Monday, July 18, 2005

Interesting City attitude-Suburban attitude survey in Metro Detroit

Suburbanites at the Detroit Institute of Arts.Photo: John T. Greilick / The Detroit News. Melissa, Max and Madison Summers of Royal Oak visit the Detroit Institute of Arts. Even suburbanites who don't avail themselves of Detroit's offerings feel a strong bond to the city, a poll shows.

I was surprised to see in this article from the Detroit News, "Suburban residents back Detroit, but not its mayor: Missteps have cost Kilpatrick support in the places where he usually gets campaign money," that suburban residents actually care about the center city, in part because that's where many people lived at one time or another in the recent past. Part of the suburban attitude is a general attitude of anti-urbanism (which means anti-center city), according to this article, "Vulgaria: The Re-enchantment of the Suburbs," by geographer Paul Knox.

The News article says that "A strong majority of suburban residents feel connected to Detroit, believe they have a stake in the city's revival and would support some kind of state financial aid to help it recover from decades of decline. And they forcefully condemn its current leadership, according to a Detroit News poll. The survey, conducted last week by Mitchell Research among registered voters in Oakland and Macomb counties and Wayne County outside of Detroit, gave Mayor Kwame Kilpatrick an 80 percent disapproval rating.

The poll shows why suburban residents stay plugged in to Detroit politics. More than half of those surveyed said they visit the city regularly and believe its problems drag down the entire region. The implications for Kilpatrick's flagging re-election bid are severe, since suburban residents typically contribute the lion's share of campaign donations that could prove crucial in deciding who will be mayor for the next four years. "I love this city," said survey respondent Sheila Sweeny, 57, of Harper Woods. "I complain about the winters and the summers, but I can't imagine leaving. But what I see happening makes me sad."

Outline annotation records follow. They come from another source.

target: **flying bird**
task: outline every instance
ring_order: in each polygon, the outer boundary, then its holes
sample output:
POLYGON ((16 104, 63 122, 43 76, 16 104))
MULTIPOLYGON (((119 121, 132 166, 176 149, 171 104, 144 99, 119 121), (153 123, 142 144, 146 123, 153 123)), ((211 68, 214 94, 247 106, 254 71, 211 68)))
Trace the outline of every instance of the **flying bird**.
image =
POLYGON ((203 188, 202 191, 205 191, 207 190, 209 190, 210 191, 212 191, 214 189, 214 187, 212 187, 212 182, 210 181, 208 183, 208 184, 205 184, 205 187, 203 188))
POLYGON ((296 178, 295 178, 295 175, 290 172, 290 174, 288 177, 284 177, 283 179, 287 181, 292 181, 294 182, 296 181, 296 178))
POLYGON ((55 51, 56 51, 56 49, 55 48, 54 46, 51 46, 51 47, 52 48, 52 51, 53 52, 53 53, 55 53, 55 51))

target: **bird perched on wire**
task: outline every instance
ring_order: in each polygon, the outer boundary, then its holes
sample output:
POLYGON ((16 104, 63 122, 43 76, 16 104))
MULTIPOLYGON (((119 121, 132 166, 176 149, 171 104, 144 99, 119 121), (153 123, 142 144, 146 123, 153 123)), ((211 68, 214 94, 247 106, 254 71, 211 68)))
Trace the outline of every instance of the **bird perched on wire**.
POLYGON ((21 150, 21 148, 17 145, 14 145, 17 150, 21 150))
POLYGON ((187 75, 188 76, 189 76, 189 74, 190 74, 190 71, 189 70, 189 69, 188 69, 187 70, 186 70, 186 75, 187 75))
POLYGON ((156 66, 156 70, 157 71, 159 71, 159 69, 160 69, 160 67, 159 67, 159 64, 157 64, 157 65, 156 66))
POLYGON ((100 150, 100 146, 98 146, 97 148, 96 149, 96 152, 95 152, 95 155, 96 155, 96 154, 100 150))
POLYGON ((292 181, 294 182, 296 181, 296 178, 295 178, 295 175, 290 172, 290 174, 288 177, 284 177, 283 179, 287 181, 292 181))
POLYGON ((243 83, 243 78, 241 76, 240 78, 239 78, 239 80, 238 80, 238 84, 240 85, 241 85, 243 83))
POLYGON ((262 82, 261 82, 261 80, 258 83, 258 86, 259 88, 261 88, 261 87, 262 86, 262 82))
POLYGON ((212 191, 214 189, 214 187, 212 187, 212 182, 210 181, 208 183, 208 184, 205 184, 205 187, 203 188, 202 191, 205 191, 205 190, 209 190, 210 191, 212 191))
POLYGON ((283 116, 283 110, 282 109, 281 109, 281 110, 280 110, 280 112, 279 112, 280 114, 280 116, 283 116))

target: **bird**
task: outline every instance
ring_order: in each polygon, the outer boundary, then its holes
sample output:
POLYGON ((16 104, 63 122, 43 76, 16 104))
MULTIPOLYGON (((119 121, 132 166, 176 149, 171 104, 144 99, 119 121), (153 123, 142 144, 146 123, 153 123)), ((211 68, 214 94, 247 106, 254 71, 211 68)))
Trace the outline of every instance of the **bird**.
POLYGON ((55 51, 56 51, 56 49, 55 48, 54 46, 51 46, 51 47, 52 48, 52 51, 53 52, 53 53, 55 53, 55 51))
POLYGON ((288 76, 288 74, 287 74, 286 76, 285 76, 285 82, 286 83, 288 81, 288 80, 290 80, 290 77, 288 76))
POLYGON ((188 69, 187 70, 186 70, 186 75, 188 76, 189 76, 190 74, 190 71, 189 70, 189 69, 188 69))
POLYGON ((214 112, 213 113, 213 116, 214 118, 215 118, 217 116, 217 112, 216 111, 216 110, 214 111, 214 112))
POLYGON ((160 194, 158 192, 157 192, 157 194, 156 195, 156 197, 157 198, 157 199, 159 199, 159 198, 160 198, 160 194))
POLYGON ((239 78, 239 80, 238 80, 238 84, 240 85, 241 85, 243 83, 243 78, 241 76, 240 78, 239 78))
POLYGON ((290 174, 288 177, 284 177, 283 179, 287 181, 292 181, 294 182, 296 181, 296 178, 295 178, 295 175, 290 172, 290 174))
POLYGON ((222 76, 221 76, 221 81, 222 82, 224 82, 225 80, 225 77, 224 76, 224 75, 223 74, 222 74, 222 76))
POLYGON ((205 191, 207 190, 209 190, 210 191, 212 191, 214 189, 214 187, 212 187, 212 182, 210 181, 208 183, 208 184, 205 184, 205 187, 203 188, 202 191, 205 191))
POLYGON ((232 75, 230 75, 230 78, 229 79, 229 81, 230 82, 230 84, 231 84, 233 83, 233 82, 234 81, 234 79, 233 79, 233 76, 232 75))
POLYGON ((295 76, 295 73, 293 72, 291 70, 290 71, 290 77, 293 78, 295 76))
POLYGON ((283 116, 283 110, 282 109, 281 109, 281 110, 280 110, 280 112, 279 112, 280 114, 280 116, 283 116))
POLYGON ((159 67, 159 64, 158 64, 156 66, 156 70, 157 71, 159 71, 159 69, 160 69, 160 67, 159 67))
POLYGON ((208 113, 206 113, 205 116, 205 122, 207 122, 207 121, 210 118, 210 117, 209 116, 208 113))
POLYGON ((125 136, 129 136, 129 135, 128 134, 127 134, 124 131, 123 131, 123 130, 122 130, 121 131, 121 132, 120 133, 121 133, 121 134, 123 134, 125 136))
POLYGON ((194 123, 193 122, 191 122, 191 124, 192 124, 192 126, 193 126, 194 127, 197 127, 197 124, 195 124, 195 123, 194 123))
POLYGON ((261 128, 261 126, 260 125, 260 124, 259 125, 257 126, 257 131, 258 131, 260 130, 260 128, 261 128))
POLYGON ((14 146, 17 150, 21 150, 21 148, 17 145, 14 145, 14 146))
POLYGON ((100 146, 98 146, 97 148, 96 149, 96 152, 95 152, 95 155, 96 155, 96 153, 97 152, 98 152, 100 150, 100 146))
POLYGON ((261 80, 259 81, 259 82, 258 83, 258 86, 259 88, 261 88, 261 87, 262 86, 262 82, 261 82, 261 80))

It would be interesting to see a similar survey of the Washington region. I am always surprised to meet people around the Metro area who have deep ties to the city, if you work hard enough to uncover them. They tend to be older though (makes sense because much of the migration to the suburbs took place in the 1950s and into the 1960s), and the succeeding generations have a more evident disdain for the city, and work to "quieten" their parents and older relatives on city issues.